23. nè ricorre la violazione degli artt. 1353 e 2077 c.c. avendo la Corte di merito precisato come gli accordi collettivi contenessero unicamente l’obbligo della società di attingere dalle graduatorie per future assunzioni e di convocare gli iscritti nelle graduatorie, ed escluso che gli accordi medesimi riconoscessero un diritto all’assunzione sganciato da qualsiasi verifica di idoneità professionale;

24. le residue censure mosse col motivo in esame (la mancata sottoposizione di altri lavoratori alla prova di idoneità e la mancata utilizzazione del motomezzo da parte della ricorrente nel corso di esecuzione dei contratti a termine) denunciano, nella sostanza, un presunto vizio di illogicità del ragionamento della Corte territoriale, inammissibile in base al nuovo testo dell’art. 360 c.p.c., n. 5 (applicabile alla presente pronuncia pubblicata il 17.5.16) che limita il sindacato sulla motivazione all’omesso esame di un fatto decisivo e discusso dalle parti, oltre che ai casi di “mancanza assoluta di motivi sotto l’aspetto materiale e grafico”, “motivazione apparente”, contrasto irriducibile tra affermazioni inconciliabili” e motivazione “perplessa o obiettivamente incomprensibile”, riconducibili alla violazione dell’art. 132 c.c., comma 2, n. 4 (cfr. Cass., S.U., n. 8053 del 2014; Cass. n. 2498 del 2015; Cass. n. 21439 del 2015);

25. per le ragioni fin qui esposte, il ricorso non può trovare accoglimento;

26. al rigetto del ricorso segue la condanna della ricorrente al pagamento delle spese del giudizio di legittimità, liquidate come in dispositivo;

27. ricorrono i presupposti di cui al D.P.R. 30 maggio 2002, n. 115, art. 13, comma 1 quater, introdotto dalla L. 24 dicembre 2012, n. 228, art. 1, comma 17.

PQM

La Corte rigetta il ricorso.

Condanna la ricorrente al pagamento delle spese del giudizio di legittimità che liquida in Euro 4.000,00 per compensi professionali, in Euro 200,00 per esborsi, oltre spese forfettarie al 15% ed accessori di legge.

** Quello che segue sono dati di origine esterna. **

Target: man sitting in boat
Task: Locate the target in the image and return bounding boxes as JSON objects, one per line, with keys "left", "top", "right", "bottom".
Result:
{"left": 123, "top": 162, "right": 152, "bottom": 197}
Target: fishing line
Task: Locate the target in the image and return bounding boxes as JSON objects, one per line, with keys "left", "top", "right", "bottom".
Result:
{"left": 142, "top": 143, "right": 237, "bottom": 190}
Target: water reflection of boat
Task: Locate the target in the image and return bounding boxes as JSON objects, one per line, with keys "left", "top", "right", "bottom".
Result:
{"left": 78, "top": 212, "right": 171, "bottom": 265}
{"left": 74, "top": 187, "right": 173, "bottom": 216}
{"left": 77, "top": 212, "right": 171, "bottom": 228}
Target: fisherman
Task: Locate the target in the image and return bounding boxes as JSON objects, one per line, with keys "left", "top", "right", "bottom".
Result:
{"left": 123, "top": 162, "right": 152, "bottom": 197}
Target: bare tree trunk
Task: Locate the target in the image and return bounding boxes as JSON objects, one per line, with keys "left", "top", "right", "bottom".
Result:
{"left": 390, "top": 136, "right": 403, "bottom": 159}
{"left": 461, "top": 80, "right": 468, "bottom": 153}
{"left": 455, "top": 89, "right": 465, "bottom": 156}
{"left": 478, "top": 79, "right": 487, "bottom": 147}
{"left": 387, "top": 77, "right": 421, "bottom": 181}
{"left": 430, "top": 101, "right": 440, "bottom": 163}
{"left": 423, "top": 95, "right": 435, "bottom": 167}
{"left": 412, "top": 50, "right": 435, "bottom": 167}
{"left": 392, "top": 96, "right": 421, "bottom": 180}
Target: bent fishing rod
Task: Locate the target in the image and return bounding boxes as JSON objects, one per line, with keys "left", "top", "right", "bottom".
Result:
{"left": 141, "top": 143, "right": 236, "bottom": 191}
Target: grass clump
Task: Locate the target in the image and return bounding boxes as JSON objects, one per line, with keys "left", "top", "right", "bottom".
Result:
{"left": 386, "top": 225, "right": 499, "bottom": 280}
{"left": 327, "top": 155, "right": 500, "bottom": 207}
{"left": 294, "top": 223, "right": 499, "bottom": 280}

Ai sensi del D.P.R. 30 maggio 2002, n. 115, art. 13, comma 1 quater, introdotto dalla L. 24 dicembre 2012, n. 228, art. 1, comma 17, dà atto della sussistenza dei presupposti per il versamento, da parte della ricorrente, dell’ulteriore importo a titolo di contributo unificato pari a quello dovuto per il ricorso, a norma del medesimo art. 13, comma 1 bis.

Così deciso in Roma, nella Adunanza camerale, il 10 ottobre 2018.